Twelve months. Three hundred and sixty-five days of mourning, missing and longing. I’m tired. I want it to end. Will it? Can it? Should it? Do you ever forget? Do you ever stop loving the one you lost? Is it ever all right? Is it ever over? Can I really circle a date on a calendar and begin again? Do I want to?
A year. Gary has been gone a year. His last words to me were, “I love you.” My last words to him were the same. God was merciful. God was there. Before his body left the house, I held Gary’s cooling hand in mine and prayed. First, I thanked God for the privilege of being his wife, and I asked God to help me live the rest of my days in a manner that would honor my husband and our life together. Then I asked God to show me how to love Him more. You see Gary loved God. He put his whole self into it. He lived it. He taught it. And I followed along. By his side, I was a better person. When my faith got shaky, Gary walked me through it until I was on firmer ground. His faith splashed over onto mine, making mine richer. I didn’t have to understand things, because Gary understood them and would explain it to me later. Gary did. So, I did. Partners truly, except he was the better. I knew this. God knew this. And, the minute Gary left me I felt the void. I felt my lacking. I was going to have to do better now, and I was going to have to it on my own.

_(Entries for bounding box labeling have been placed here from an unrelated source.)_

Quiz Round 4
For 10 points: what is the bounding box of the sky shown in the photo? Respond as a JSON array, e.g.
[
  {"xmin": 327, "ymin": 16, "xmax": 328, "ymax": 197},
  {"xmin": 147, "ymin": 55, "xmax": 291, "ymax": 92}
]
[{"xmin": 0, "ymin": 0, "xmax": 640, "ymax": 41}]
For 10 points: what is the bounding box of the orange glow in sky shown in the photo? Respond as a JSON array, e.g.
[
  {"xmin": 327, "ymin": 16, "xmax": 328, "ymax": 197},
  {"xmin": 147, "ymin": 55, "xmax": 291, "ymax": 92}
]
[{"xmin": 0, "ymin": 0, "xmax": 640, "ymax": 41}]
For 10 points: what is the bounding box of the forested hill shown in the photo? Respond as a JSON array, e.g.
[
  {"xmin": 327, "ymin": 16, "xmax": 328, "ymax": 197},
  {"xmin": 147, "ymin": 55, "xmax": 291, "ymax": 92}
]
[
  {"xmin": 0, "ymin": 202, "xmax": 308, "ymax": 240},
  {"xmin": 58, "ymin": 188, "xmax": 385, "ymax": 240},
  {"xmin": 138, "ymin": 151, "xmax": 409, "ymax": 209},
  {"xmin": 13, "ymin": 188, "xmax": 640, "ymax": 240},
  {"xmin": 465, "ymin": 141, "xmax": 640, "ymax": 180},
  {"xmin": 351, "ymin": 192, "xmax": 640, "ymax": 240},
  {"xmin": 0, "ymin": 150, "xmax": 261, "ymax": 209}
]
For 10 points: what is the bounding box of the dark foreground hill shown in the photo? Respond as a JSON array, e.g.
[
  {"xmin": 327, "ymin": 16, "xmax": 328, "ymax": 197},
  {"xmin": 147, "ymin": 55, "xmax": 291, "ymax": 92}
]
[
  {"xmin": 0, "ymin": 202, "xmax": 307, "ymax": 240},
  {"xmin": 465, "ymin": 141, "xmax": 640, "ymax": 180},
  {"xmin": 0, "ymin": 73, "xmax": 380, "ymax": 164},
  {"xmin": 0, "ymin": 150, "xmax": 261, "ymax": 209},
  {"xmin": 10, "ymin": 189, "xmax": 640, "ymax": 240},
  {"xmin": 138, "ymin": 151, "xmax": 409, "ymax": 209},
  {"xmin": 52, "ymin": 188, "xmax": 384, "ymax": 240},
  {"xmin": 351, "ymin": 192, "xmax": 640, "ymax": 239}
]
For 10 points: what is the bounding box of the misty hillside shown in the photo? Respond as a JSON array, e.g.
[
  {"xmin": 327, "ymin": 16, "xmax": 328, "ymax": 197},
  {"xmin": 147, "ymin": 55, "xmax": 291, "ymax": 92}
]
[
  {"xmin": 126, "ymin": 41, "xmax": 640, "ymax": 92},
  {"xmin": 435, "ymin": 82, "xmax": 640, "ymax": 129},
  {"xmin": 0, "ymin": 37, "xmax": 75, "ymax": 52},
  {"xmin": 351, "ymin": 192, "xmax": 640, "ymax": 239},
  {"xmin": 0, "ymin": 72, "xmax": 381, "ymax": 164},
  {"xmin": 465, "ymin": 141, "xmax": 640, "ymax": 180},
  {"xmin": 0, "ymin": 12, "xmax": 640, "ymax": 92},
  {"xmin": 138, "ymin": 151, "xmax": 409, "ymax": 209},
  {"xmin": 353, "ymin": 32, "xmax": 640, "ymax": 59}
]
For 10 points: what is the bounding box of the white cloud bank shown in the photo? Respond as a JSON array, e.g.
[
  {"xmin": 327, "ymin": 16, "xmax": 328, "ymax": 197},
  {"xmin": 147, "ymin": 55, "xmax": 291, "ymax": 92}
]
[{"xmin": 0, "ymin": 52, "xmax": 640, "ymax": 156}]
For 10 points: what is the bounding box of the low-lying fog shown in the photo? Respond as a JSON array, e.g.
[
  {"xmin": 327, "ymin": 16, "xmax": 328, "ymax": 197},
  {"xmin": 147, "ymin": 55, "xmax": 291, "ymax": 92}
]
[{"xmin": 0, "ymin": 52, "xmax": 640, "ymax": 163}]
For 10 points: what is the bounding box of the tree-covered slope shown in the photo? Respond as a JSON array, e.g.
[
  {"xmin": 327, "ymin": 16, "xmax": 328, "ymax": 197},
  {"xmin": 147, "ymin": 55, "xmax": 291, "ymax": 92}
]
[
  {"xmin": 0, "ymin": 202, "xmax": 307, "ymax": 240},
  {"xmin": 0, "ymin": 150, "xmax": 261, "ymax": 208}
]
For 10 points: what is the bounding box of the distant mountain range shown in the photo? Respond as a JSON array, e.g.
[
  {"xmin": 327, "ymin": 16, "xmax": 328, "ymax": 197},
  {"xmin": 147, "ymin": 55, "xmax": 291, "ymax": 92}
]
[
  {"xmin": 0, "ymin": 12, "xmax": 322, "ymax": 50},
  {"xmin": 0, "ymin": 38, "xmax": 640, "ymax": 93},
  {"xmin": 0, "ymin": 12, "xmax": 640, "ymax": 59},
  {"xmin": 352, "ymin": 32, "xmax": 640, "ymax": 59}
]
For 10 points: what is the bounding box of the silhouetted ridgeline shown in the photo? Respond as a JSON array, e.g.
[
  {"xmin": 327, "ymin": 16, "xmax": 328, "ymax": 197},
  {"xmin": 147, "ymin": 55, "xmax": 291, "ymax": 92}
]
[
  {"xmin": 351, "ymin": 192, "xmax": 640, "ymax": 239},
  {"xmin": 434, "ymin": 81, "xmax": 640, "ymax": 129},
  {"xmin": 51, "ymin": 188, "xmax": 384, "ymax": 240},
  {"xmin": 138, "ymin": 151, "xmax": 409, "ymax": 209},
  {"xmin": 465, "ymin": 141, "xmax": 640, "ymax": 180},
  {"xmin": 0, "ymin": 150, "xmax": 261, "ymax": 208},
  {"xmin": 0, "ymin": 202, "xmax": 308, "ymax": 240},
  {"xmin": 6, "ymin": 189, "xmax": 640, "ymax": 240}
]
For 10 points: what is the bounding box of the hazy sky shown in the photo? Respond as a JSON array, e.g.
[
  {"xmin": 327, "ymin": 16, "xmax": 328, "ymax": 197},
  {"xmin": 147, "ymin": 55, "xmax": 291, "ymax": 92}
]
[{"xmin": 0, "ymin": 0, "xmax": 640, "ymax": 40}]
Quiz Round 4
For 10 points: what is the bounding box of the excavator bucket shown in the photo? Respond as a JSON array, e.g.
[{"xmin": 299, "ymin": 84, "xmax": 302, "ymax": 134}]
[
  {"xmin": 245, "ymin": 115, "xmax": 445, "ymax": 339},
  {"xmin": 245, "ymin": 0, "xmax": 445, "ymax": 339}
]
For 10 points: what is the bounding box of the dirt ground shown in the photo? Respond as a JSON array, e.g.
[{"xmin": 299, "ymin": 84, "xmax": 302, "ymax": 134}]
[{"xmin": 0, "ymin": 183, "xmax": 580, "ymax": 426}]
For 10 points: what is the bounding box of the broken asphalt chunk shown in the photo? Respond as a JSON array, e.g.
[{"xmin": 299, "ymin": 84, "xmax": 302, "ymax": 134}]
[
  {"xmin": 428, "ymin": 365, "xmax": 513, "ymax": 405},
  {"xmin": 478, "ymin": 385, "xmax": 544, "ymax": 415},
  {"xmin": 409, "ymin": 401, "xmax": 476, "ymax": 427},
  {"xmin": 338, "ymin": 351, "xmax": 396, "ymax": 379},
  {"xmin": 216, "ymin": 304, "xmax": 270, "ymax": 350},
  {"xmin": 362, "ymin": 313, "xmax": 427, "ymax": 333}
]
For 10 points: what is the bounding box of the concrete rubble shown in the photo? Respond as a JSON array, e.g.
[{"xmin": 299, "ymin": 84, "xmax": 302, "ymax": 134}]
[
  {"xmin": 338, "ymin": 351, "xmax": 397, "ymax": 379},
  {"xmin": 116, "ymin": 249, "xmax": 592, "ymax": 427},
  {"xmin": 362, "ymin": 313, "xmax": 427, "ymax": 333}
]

Thankfully, my husband taught me how. He prepared me. Living by his side in his last weeks of life here, was amazing. I watched him prepare to leave as he made a video for the grandkids. He sat me down and went over budgets and insurances, and how to change the filter on the furnace. He began to withdraw a bit, but not in a sad way. In his last week, he would get very quiet and a far away look in his eyes. He was almost there. THERE. They were waiting for him and he heard Their song in the distance. Maybe he even saw Them, as They gathered around him. I was jealous as I felt Their tug on him. I knew that our bedroom had become the Holy of Holies. Where Gary lay, God stood.
During one of our last discussions Gary told me, “I think my last lesson to Oakhaven (our church family) will be to show them how a Godly man dies.” Well, mission accomplished, my love. But, make no mistake, you also taught us how a Godly man lives.
So, on this one-year anniversary, I have become the miracle. God has answered my prayer. I am living as one who was shown great love. And for the last three hundred and sixty-five days, my God has shown me how to live an interrupted life. With each teardrop, each sad moment, with each lonely night, with each tender memory, with each pass of the lawn mower, the Holy Father has made Himself known. My heart has been escorted to a place I never knew existed... and I love as never before.  
Thank you, my Darling, for the way you loved me and love me still. You are missed, but your voice is not quiet. Your song is still being heard. And, I can’t wait to sing it with you again. 

“This is the day that the Lord has made. I will rejoice and be glad in it.”